I think there's a general misconception that Julia is a DS/scientific programming focused language. It just so happens that these are areas where its advantages are most apparent, and give the biggest early wins. Given enough time, though, I think the paradigms that Julia is exploring will make it a killer general-purpose language.
As for Julia 2.0, it was decided to put off implementation of traits and interfaces until then. That said, some of the ideas that were being bounced around during the post-con Hack day in these areas are really exciting. In short: Julia may be the first language to pull off behavioral typing in a practically usable way.
"Given enough time, though, I think the paradigms that Julia is exploring will make it a killer general-purpose language."
I think its already a Killer general-purpose language (except for the module system).
I'm just not sure if it is good enough to unseat incumbents when there are things like rust with its deterministic memory management or python with all its momentum and compiler technology coming along.
The thing about Julia is that it's playing a whole different ballgame than pretty much every other popular language today...it's just that most people don't realize it yet! The work and design that's gone into Julia's type system and multiple dispatch has the potential to be a real game-changer, but outside of a core community putting it to good use, I don't think it's potential has been fully realized.
This is also why I'm excited by what's coming next in v2.0. Some of the early ideas being explored at JuliaCon with respect to traits and interfaces will begin to really shine a spotlight on its true power.
> The thing about Julia is that it's playing a whole different ballgame than pretty much every other popular language today
I've noticed this. I've been using it the past four years for much of my dissertation work (starting right when it was released). Julia's type system has the potential for some extremely cool things.

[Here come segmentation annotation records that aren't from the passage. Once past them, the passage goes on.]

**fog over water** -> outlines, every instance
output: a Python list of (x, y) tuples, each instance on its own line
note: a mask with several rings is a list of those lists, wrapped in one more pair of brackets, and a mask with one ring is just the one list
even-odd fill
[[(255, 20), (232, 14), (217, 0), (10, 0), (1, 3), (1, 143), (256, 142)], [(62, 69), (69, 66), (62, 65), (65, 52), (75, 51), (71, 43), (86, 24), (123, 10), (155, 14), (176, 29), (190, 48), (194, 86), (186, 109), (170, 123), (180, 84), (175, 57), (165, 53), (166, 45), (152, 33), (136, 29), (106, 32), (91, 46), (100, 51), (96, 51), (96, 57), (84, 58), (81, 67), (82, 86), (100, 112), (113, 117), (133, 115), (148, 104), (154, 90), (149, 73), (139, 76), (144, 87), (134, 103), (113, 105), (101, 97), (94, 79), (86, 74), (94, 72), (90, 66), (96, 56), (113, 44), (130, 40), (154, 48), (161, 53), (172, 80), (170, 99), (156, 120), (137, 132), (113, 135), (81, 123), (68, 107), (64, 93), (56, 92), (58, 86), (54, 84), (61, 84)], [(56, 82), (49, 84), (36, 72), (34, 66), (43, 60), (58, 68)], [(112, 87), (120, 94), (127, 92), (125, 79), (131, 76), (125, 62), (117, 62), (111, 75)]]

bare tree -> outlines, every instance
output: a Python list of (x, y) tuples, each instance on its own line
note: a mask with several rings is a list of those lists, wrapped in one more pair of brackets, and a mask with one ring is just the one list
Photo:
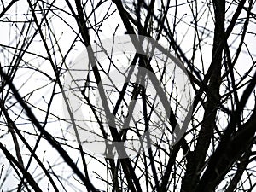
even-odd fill
[[(254, 12), (253, 0), (2, 1), (2, 191), (255, 190)], [(136, 51), (114, 55), (125, 37)]]

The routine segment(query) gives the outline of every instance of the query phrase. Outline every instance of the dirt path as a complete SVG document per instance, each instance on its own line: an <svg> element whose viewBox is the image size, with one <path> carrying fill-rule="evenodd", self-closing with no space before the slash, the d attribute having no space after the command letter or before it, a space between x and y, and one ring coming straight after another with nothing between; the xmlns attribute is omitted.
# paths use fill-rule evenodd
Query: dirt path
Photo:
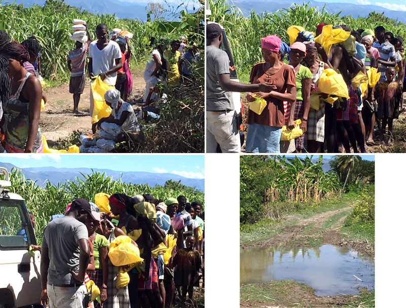
<svg viewBox="0 0 406 308"><path fill-rule="evenodd" d="M142 100L145 83L143 78L144 71L140 70L132 73L132 94L127 100L129 102L139 103ZM81 96L79 109L85 111L83 115L72 113L73 98L69 93L69 83L55 88L45 89L48 97L45 109L41 111L40 127L47 140L56 141L59 138L69 137L73 132L91 132L91 123L89 113L90 84L86 82L83 94Z"/></svg>
<svg viewBox="0 0 406 308"><path fill-rule="evenodd" d="M367 242L346 240L345 234L341 232L344 220L351 212L351 203L349 202L343 205L341 208L316 214L308 218L301 219L296 215L289 216L281 222L280 229L273 226L273 228L278 230L274 236L254 246L269 247L277 244L289 247L319 247L326 244L347 246L373 259L373 245ZM241 248L244 249L247 246L243 245ZM242 307L373 306L364 305L364 302L362 301L364 298L370 299L374 297L373 294L371 295L367 291L361 290L358 295L318 296L315 294L313 288L294 280L242 285L241 289ZM259 299L260 298L262 298Z"/></svg>

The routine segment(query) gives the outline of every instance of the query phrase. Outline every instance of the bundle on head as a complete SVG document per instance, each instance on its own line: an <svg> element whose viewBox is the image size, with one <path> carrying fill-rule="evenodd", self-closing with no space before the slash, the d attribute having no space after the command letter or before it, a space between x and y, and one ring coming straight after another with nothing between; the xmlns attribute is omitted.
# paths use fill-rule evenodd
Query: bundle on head
<svg viewBox="0 0 406 308"><path fill-rule="evenodd" d="M0 101L3 103L9 99L11 88L8 70L8 59L0 55Z"/></svg>
<svg viewBox="0 0 406 308"><path fill-rule="evenodd" d="M6 44L1 53L7 54L10 58L20 62L26 62L29 60L29 54L25 47L15 41Z"/></svg>

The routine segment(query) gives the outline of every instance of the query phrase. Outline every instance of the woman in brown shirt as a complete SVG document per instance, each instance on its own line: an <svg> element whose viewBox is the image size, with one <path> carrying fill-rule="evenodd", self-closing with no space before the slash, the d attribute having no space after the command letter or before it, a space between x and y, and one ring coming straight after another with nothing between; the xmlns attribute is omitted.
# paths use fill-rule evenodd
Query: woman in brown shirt
<svg viewBox="0 0 406 308"><path fill-rule="evenodd" d="M270 35L261 41L265 62L254 65L250 81L251 84L269 83L274 89L268 93L255 93L257 97L266 101L266 106L260 114L249 111L245 148L249 152L279 153L282 127L285 125L283 101L292 103L296 100L296 80L292 68L278 59L281 39ZM249 92L247 100L255 101L254 94Z"/></svg>

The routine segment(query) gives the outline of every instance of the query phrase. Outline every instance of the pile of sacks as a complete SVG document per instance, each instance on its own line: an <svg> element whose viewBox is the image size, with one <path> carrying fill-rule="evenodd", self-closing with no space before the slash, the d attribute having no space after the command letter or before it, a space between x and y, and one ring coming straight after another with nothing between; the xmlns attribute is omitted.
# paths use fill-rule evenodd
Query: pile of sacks
<svg viewBox="0 0 406 308"><path fill-rule="evenodd" d="M85 44L88 39L86 35L86 21L82 19L74 19L72 24L72 30L74 32L71 36L71 40Z"/></svg>
<svg viewBox="0 0 406 308"><path fill-rule="evenodd" d="M113 123L102 123L112 124ZM103 136L98 134L98 130L95 135L82 134L79 137L82 145L79 146L81 153L108 153L116 146L116 141L113 140L105 139ZM103 134L101 134L103 135Z"/></svg>

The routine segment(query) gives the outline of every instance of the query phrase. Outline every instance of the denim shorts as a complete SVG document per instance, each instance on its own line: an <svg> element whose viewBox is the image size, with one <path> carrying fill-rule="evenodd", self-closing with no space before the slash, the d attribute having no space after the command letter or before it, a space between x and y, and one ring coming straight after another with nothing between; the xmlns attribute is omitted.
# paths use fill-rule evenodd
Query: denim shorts
<svg viewBox="0 0 406 308"><path fill-rule="evenodd" d="M256 123L248 124L246 151L252 153L280 152L282 132L282 127L267 126Z"/></svg>

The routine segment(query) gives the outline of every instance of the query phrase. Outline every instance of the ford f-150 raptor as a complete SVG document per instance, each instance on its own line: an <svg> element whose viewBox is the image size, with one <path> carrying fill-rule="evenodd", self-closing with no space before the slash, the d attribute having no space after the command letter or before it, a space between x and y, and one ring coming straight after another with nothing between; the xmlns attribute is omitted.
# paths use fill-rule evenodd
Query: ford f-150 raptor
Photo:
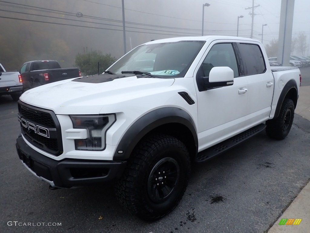
<svg viewBox="0 0 310 233"><path fill-rule="evenodd" d="M22 164L51 188L115 180L131 212L155 220L186 188L191 163L265 129L290 131L301 77L269 66L259 41L209 36L152 41L102 74L25 92Z"/></svg>

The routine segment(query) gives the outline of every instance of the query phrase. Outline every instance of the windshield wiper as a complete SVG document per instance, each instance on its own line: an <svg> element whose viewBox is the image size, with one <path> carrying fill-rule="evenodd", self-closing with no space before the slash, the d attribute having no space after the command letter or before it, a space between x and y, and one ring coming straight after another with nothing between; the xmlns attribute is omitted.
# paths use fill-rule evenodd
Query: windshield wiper
<svg viewBox="0 0 310 233"><path fill-rule="evenodd" d="M115 73L114 73L113 72L111 72L110 71L104 71L104 73L108 73L108 74L110 74L110 75L116 75L116 74L115 74Z"/></svg>
<svg viewBox="0 0 310 233"><path fill-rule="evenodd" d="M150 77L153 78L160 78L159 76L156 75L153 75L151 74L150 73L148 72L144 72L143 71L122 71L122 74L133 74L135 75L146 75Z"/></svg>

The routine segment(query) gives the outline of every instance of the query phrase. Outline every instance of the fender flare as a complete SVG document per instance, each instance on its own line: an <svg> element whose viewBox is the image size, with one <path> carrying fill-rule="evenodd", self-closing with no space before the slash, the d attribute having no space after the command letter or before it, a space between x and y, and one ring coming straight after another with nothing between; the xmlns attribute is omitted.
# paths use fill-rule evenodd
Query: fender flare
<svg viewBox="0 0 310 233"><path fill-rule="evenodd" d="M282 106L283 103L283 101L284 100L284 98L286 96L286 94L288 93L291 89L295 89L296 90L296 92L297 93L297 96L296 97L296 101L294 101L294 104L295 105L295 107L296 107L296 105L297 104L297 100L298 99L298 88L297 86L297 84L295 80L292 79L288 82L284 86L283 88L280 96L279 97L279 99L278 100L278 103L277 105L277 107L276 108L276 111L274 113L274 116L273 119L275 119L279 116L279 114L280 113L280 110L281 109L281 107ZM292 100L294 101L294 100Z"/></svg>
<svg viewBox="0 0 310 233"><path fill-rule="evenodd" d="M140 140L156 128L169 123L178 123L190 131L195 142L196 153L198 149L197 131L193 120L189 115L180 108L166 107L152 111L137 120L126 131L114 153L113 160L127 159ZM122 153L117 152L123 151Z"/></svg>

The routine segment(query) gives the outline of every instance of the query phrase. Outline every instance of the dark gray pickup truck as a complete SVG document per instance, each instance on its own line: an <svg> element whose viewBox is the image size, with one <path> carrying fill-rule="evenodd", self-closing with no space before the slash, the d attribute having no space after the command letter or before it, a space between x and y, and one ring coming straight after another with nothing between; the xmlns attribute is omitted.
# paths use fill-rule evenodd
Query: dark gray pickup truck
<svg viewBox="0 0 310 233"><path fill-rule="evenodd" d="M81 76L78 68L62 69L57 61L50 60L25 62L20 73L25 89Z"/></svg>

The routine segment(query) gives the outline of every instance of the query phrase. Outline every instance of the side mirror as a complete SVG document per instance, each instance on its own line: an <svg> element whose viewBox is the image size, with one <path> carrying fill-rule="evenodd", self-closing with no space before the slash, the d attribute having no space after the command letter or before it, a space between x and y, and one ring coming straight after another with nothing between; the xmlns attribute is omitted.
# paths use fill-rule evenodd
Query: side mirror
<svg viewBox="0 0 310 233"><path fill-rule="evenodd" d="M231 86L233 84L233 71L228 66L216 66L211 69L209 77L203 78L207 89Z"/></svg>

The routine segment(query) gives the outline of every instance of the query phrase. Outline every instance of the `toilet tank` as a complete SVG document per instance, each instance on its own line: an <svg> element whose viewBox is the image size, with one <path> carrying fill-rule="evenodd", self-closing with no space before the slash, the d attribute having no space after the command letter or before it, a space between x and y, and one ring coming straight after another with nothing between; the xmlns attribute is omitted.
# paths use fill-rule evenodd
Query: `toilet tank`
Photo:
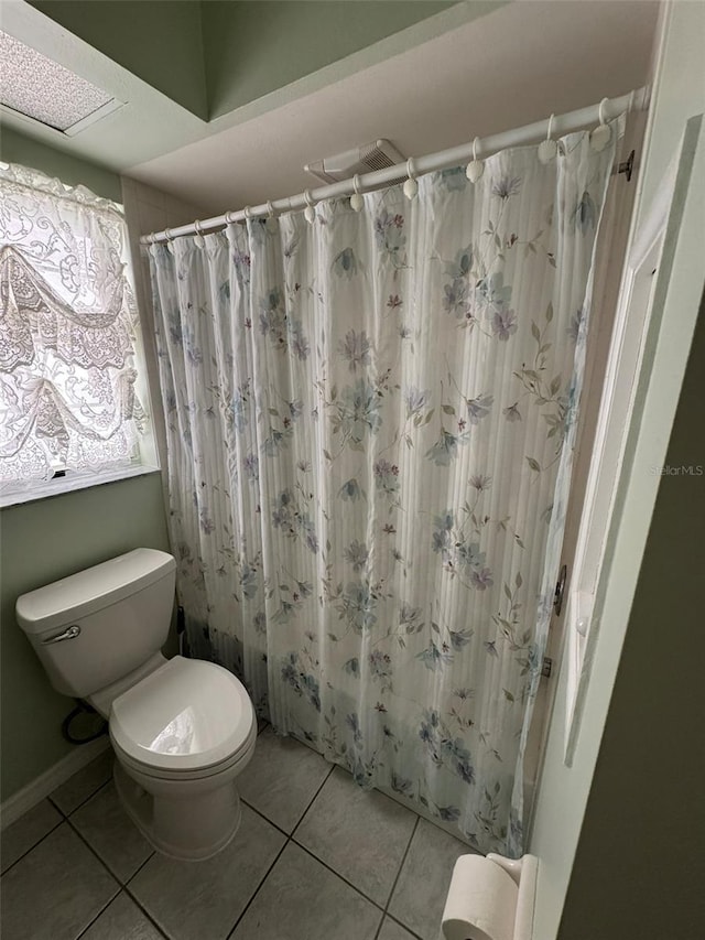
<svg viewBox="0 0 705 940"><path fill-rule="evenodd" d="M159 652L175 579L170 554L134 549L19 597L18 623L56 691L86 699Z"/></svg>

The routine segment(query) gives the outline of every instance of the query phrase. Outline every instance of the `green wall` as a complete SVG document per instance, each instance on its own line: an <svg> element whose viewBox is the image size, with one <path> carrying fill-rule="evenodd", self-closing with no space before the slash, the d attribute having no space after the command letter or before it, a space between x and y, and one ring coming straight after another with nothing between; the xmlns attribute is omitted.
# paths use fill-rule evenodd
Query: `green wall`
<svg viewBox="0 0 705 940"><path fill-rule="evenodd" d="M207 118L198 0L30 0L33 7Z"/></svg>
<svg viewBox="0 0 705 940"><path fill-rule="evenodd" d="M113 173L21 134L3 131L0 158L122 202ZM72 748L61 723L73 701L53 691L18 627L17 597L139 547L169 551L159 473L0 510L0 799Z"/></svg>
<svg viewBox="0 0 705 940"><path fill-rule="evenodd" d="M134 548L169 551L159 473L0 512L2 799L70 750L61 735L73 700L54 692L14 619L20 594Z"/></svg>
<svg viewBox="0 0 705 940"><path fill-rule="evenodd" d="M705 301L665 460L704 475L659 486L561 940L703 936L703 376Z"/></svg>
<svg viewBox="0 0 705 940"><path fill-rule="evenodd" d="M442 0L30 0L204 120L372 45Z"/></svg>
<svg viewBox="0 0 705 940"><path fill-rule="evenodd" d="M254 101L452 6L423 0L207 0L202 17L210 117Z"/></svg>

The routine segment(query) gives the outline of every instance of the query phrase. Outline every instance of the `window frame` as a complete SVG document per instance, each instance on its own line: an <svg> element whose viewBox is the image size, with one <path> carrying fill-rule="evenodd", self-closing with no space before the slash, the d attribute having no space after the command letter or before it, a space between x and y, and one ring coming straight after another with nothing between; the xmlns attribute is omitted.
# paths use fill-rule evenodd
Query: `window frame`
<svg viewBox="0 0 705 940"><path fill-rule="evenodd" d="M2 161L0 165L3 169L10 169L11 166L18 166L19 164L8 164L7 162ZM41 170L36 170L35 168L29 166L23 169L26 169L30 172L37 174L37 176L42 176L46 180L53 181L53 177L47 176L47 174L45 174ZM58 180L58 182L64 187L67 195L78 188L78 186L64 183L62 180ZM86 187L83 185L82 188L86 190ZM91 193L91 195L95 194ZM104 197L101 196L96 195L95 197L97 201L104 201ZM124 223L124 275L132 293L132 299L137 313L135 337L133 348L133 365L137 371L135 393L138 395L140 403L142 404L144 411L145 424L144 431L142 434L140 434L138 440L138 454L132 460L126 461L124 464L120 464L117 466L113 464L100 469L75 469L66 467L59 462L56 462L53 465L55 468L55 473L52 477L47 479L0 480L0 509L7 509L12 506L19 506L26 503L34 503L40 499L47 499L52 496L59 496L66 493L87 489L94 486L101 486L106 483L116 483L121 479L130 479L133 477L161 472L159 450L156 445L153 423L154 412L152 407L152 395L150 388L149 364L143 337L142 311L138 305L137 292L134 289L134 271L132 267L132 251L130 245L130 233L127 224L127 215L122 202L117 202L115 199L105 199L105 202L109 202L111 206L120 213Z"/></svg>

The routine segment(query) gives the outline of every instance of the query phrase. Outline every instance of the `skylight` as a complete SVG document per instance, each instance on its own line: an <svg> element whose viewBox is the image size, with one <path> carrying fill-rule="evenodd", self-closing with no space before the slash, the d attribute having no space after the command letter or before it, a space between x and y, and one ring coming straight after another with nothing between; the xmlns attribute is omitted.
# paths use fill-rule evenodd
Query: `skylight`
<svg viewBox="0 0 705 940"><path fill-rule="evenodd" d="M113 100L107 91L0 30L0 104L68 131Z"/></svg>

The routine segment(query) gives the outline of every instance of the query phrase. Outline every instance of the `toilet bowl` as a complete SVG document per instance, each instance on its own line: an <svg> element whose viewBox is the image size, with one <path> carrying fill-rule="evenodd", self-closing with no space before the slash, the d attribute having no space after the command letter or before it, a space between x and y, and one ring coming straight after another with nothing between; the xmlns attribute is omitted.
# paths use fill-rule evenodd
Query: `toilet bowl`
<svg viewBox="0 0 705 940"><path fill-rule="evenodd" d="M115 784L165 855L209 858L240 823L236 779L257 720L232 673L159 651L174 594L171 555L137 549L22 595L17 617L57 691L109 722Z"/></svg>
<svg viewBox="0 0 705 940"><path fill-rule="evenodd" d="M174 657L112 702L109 725L118 795L152 845L191 860L225 849L240 824L235 781L257 739L235 676Z"/></svg>

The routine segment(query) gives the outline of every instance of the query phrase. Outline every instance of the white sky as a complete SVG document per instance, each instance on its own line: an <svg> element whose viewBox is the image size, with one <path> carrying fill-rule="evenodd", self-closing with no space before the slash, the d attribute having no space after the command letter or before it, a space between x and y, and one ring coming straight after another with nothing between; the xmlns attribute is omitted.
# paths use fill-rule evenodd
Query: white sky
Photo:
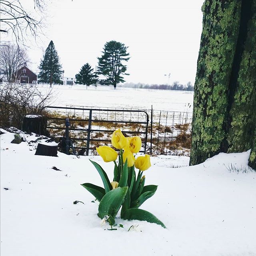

I've been toying around with the idea of making a package that focuses on runtime static typing. This would be particularly useful when using the language interactively (like in a Jupyter notebook). The idea is to perform a check at runtime to make sure all variables in a function are assigned an immutable, concrete (non-abstract) type, and then compile an optimized version of that function on-the-fly . One source of pain in a lot of my Julia code is that unintentional type instability contributes to a lot of unnecessary performance penalties, and it takes quite a bit of poking and prodding before I figure out exactly which line is responsible. Forcing a check over the function would prevent these occurrences.
I also seem to have the problem of inadvertently calling functions that allocate and deallocate tiny amounts of memory on the innermost for loops.
(Then again, maybe nobody else has these issues and I'm just bad at deducing when AbstractVector can't be used.)
It is unmaintained now, but you might want to have a look at [1], which builds on the type inference system to add some static checks. I believe there may also be some related work in [2].
> Then again, maybe nobody else has these issues and I'm just bad at deducing when AbstractVector can't be used.
If you're familiar with duck typing, behavioral typing is (in essence) the reification of duck typing in a concrete type system. In other words, instead of specifying the type of your argument as "Array", you could specify "some type that is indexable, iterable, and can be appended to".
In Julia (mind you this was just the idea I saw being considered), today you would do:
function foo(myarray::AbstractArray)
...
end
but in the future you might be able to do something like:
function foo(myarray::ANY{getindex(), setindex(), iterate(), append()})
...
end
what's really neat, though, is combining this with type aliases, you could have:
typealias Arraylike ANY{getindex(), setindex(), iterate(), append()}
function foo(myarray::Arraylike)
...
end
The difference between structural typing and behavioral typing is subtle. In Scala, you're essentially asking the type system to check for the presence of a member function on the object with a specific type signature. Since the function is contained within the object, you're still only typing based on the object's structure (hence: structural typing).
In Julia, objects are data-only and methods are defined at a module level. So, whereas Scala's structural typing need only introspect the object being passed as an argument, Julia's behavioral typing requires introspection of the entire dispatch tree. The benefit to behavior typing and Julia's multi-dispatch is that if you are missing one or two methods for some type in order to be able to use it in some function, you can always define the missing methods locally.
You could also view C++ templates as a kind of behavioral typing, although the experience of using them in that way is not very pleasant. Concepts should help clean that up when they finally arrive in the spec.
It seems like the weak spot for using Julia outside of scientific computing is deployment to interesting targets.
For example, with Go you can build a standalone executable in many platforms, and other languages run on interesting targets like browsers or phones, or run on the JVM.
Yes. Module pre-compilation is already possible, and last I heard there is work underway to use the same sort of mechanism to allow for single-executable compilation. The problem, of course, is that Julia and Go are very different beasts, and pre-compilation will almost certainly limit some of the currently available dynamism. (Already there are packages that cannot be pre-compiled due to these limitations.)
Of course, in this regard Julia is not any different than Python, Ruby, JS, PHP, etc. Also, it's worth noting that Julia has cluster-computing as a concept baked into the language. So, whereas you might need to worry about distributing Go executables to multiple machines in a cluster, with Julia you need only have the Julia runtime installed, and from there any Julia program can distribute itself to any available nodes without further action required.